As for the US, the economy is starting to recover, with jobs growth and low interest rates supporting consumer spending and housing demand.
“However, the recovery remains reasonably fragile with business investment and exports still soft, in part reflecting the recent lift in the USD”, he says.
ASB points out “Eurozone developments have been overshadowed by the political drama resulting from Greece and its debt negotiations”.
Other signs of economic buoyancy in NZ
Looking at other economic indicators, ASB says net migration flows will remain strong, even if Australia’s economic recovery gains enough momentum to draw more New Zealanders across the Ditch.
Tuffley says strong net migration will boost the labour supply and see the unemployment rate remain at around 6% over the coming year.
Consumer spending should also be supported by population and employment growth.
Furthermore, Tuffley says “cashflows for borrowers – including beleaguered dairy farmers – will be bolstered by falling interest rates, helping to support overall spending”.
While the Auckland housing market is expected to remain tight, he expects lower interest rates will “modestly” stimulate activity outside the super city and Canterbury over the coming year.
As for inflation, ASB expects medium-term inflation to settle at just under 2% – it’s currently close to zero.
“Imported inflation has remained subdued due to low global commodity prices and the high NZD”, says Tuffley.
“The recent drop in the NZD is expected to temporarily lift imported inflation over the next year.
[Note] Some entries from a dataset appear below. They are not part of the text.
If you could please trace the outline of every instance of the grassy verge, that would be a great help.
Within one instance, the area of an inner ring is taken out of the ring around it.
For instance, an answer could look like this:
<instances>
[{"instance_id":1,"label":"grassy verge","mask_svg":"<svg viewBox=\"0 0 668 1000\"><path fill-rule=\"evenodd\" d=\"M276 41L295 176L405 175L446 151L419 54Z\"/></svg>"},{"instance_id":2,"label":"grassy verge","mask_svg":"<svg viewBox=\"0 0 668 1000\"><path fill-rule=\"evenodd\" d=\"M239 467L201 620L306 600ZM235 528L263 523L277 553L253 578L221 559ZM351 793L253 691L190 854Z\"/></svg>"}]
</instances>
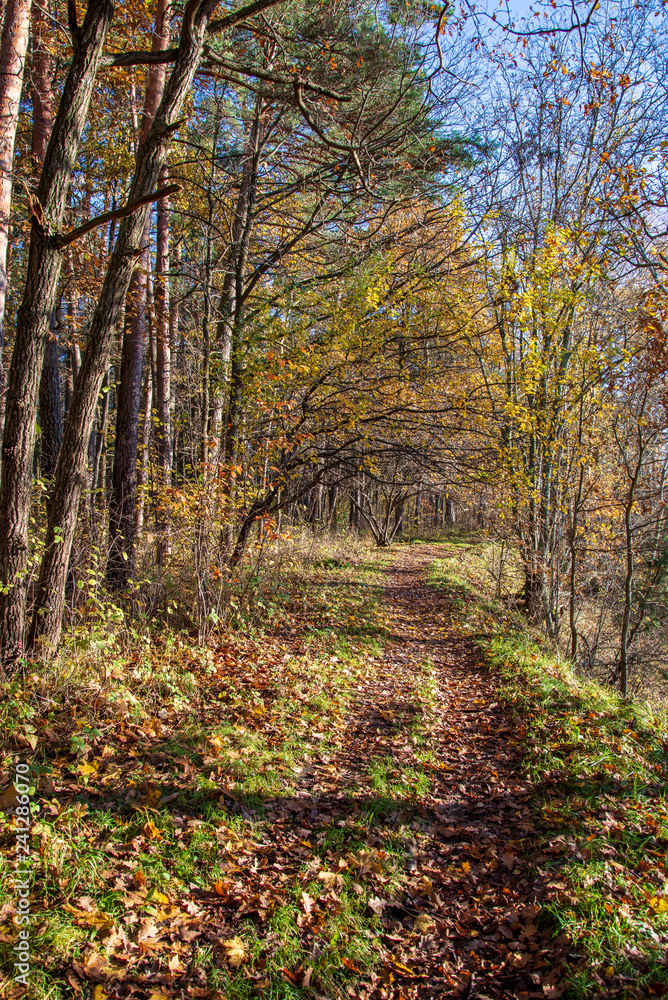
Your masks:
<instances>
[{"instance_id":1,"label":"grassy verge","mask_svg":"<svg viewBox=\"0 0 668 1000\"><path fill-rule=\"evenodd\" d=\"M515 715L533 785L542 919L572 942L565 996L665 995L664 720L576 677L496 604L480 586L475 540L444 546L432 575L456 595L456 627L476 637Z\"/></svg>"},{"instance_id":2,"label":"grassy verge","mask_svg":"<svg viewBox=\"0 0 668 1000\"><path fill-rule=\"evenodd\" d=\"M373 900L401 837L300 804L305 775L325 794L351 685L381 649L377 570L325 556L245 632L206 646L119 632L5 686L0 995L334 995L378 962ZM27 993L12 983L17 761L33 809Z\"/></svg>"}]
</instances>

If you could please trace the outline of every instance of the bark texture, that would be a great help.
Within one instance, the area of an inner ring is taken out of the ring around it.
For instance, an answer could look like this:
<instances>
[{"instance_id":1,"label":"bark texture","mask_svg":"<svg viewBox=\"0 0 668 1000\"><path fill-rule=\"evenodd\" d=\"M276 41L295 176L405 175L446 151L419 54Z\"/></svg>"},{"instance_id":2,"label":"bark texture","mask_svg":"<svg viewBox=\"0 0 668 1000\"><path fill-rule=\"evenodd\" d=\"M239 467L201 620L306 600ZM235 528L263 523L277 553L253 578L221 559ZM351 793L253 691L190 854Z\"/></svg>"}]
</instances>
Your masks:
<instances>
[{"instance_id":1,"label":"bark texture","mask_svg":"<svg viewBox=\"0 0 668 1000\"><path fill-rule=\"evenodd\" d=\"M54 60L48 44L48 28L39 4L32 11L32 71L30 92L33 104L32 158L39 172L56 117L53 94ZM58 343L57 309L51 316L49 341L44 353L44 366L39 385L39 426L41 429L40 466L42 477L50 480L56 470L58 452L63 440L63 418L60 412L60 349Z\"/></svg>"},{"instance_id":2,"label":"bark texture","mask_svg":"<svg viewBox=\"0 0 668 1000\"><path fill-rule=\"evenodd\" d=\"M206 25L216 6L217 0L190 0L186 5L176 62L146 141L137 153L130 202L149 195L156 188L170 137L178 128L183 102L202 57ZM74 537L86 478L88 438L114 333L141 253L148 211L147 205L142 206L123 218L119 226L67 415L30 631L31 644L41 640L45 655L55 648L60 638L67 553ZM57 542L57 537L62 542Z\"/></svg>"},{"instance_id":3,"label":"bark texture","mask_svg":"<svg viewBox=\"0 0 668 1000\"><path fill-rule=\"evenodd\" d=\"M167 185L167 166L160 173L160 187ZM169 198L157 204L155 252L155 395L157 409L156 451L158 479L158 565L170 555L169 522L165 515L164 490L172 484L171 338L169 314Z\"/></svg>"},{"instance_id":4,"label":"bark texture","mask_svg":"<svg viewBox=\"0 0 668 1000\"><path fill-rule=\"evenodd\" d=\"M50 480L56 471L58 452L63 440L59 354L57 313L54 312L51 316L49 342L46 345L44 367L39 383L39 426L42 432L40 467L42 478L47 480Z\"/></svg>"},{"instance_id":5,"label":"bark texture","mask_svg":"<svg viewBox=\"0 0 668 1000\"><path fill-rule=\"evenodd\" d=\"M151 39L151 51L162 52L169 46L167 0L158 0ZM146 83L137 149L146 141L165 86L165 66L152 66ZM148 248L150 217L142 234ZM142 369L146 348L146 281L151 261L148 249L130 283L125 314L125 331L118 387L116 448L111 497L109 499L110 548L107 582L114 589L127 584L134 569L135 505L137 502L137 443L142 396Z\"/></svg>"},{"instance_id":6,"label":"bark texture","mask_svg":"<svg viewBox=\"0 0 668 1000\"><path fill-rule=\"evenodd\" d=\"M75 30L74 54L33 202L26 285L17 316L2 442L0 580L9 590L0 594L0 641L7 666L21 657L25 643L25 575L35 418L63 262L63 250L54 234L59 233L65 218L72 170L113 10L112 0L90 0L83 26Z\"/></svg>"},{"instance_id":7,"label":"bark texture","mask_svg":"<svg viewBox=\"0 0 668 1000\"><path fill-rule=\"evenodd\" d=\"M12 209L12 163L30 34L31 0L7 0L0 39L0 390L4 388L7 250Z\"/></svg>"}]
</instances>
Meanwhile domestic inflation pressures remain muted, due to ample capacity and strong competition.”
NZD to remain weak against USD and strong against AUD
Looking further down the track, ASB expects interest rates will drift higher once the Federal Reserve lifts US rates later this year.
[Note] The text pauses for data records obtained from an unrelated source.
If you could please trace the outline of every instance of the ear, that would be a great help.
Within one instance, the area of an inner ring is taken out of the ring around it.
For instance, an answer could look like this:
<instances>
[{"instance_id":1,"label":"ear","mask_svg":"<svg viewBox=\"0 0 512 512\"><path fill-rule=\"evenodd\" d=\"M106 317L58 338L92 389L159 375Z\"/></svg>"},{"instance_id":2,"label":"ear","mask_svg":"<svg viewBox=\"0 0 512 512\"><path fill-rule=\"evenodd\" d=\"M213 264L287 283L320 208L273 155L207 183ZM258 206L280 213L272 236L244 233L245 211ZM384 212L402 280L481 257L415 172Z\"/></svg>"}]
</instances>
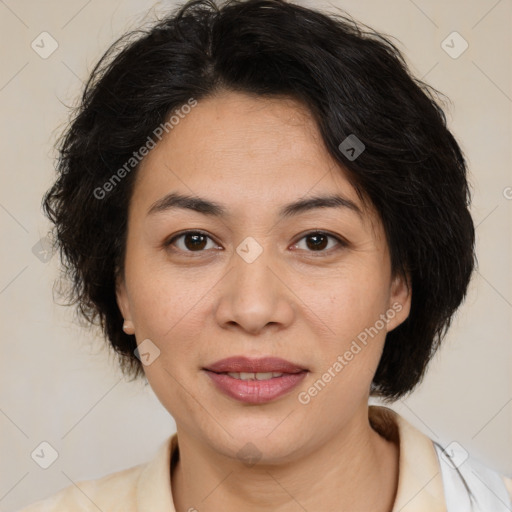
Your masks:
<instances>
[{"instance_id":1,"label":"ear","mask_svg":"<svg viewBox=\"0 0 512 512\"><path fill-rule=\"evenodd\" d=\"M411 311L412 287L410 277L396 275L391 283L389 295L387 331L392 331L404 322Z\"/></svg>"},{"instance_id":2,"label":"ear","mask_svg":"<svg viewBox=\"0 0 512 512\"><path fill-rule=\"evenodd\" d=\"M126 283L122 275L116 277L116 301L124 318L123 330L126 334L135 334L135 329L132 322L132 314L130 311L130 301L128 300L128 292L126 290Z\"/></svg>"}]
</instances>

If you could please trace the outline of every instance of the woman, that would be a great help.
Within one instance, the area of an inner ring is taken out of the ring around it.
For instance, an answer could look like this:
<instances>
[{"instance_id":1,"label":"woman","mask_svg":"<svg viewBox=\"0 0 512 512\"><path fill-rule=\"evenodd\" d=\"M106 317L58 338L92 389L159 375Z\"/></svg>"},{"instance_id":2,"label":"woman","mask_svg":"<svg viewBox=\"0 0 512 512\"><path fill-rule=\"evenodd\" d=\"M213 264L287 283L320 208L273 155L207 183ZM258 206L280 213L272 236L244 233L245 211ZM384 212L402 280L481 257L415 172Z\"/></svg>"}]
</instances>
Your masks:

In the meantime, ASB expects “the NZD/USD to continue to fall toward a low of 0.61 as NZ dairy export prices remain weak, the Reserve Bank cuts rates and the Federal Reserve lifts rates.
“The NZD/USD is likely to trough around the first half of 2016, before lifting gradually as NZ export prices recover over the next few years.”
While the RBNZ is starting to ease rate, the Reserve Bank of Australia’s easing cycle has likely been completed.
Tuffley says, “The NZD/AUD is likely to remain around the high 0.80s over 2015 and 2016.
“However in the near term, concerns about Chinese growth and low commodity prices could see the NZD outperform the AUD, and see the NZD/AUD move to the low 0.90s on occasion.”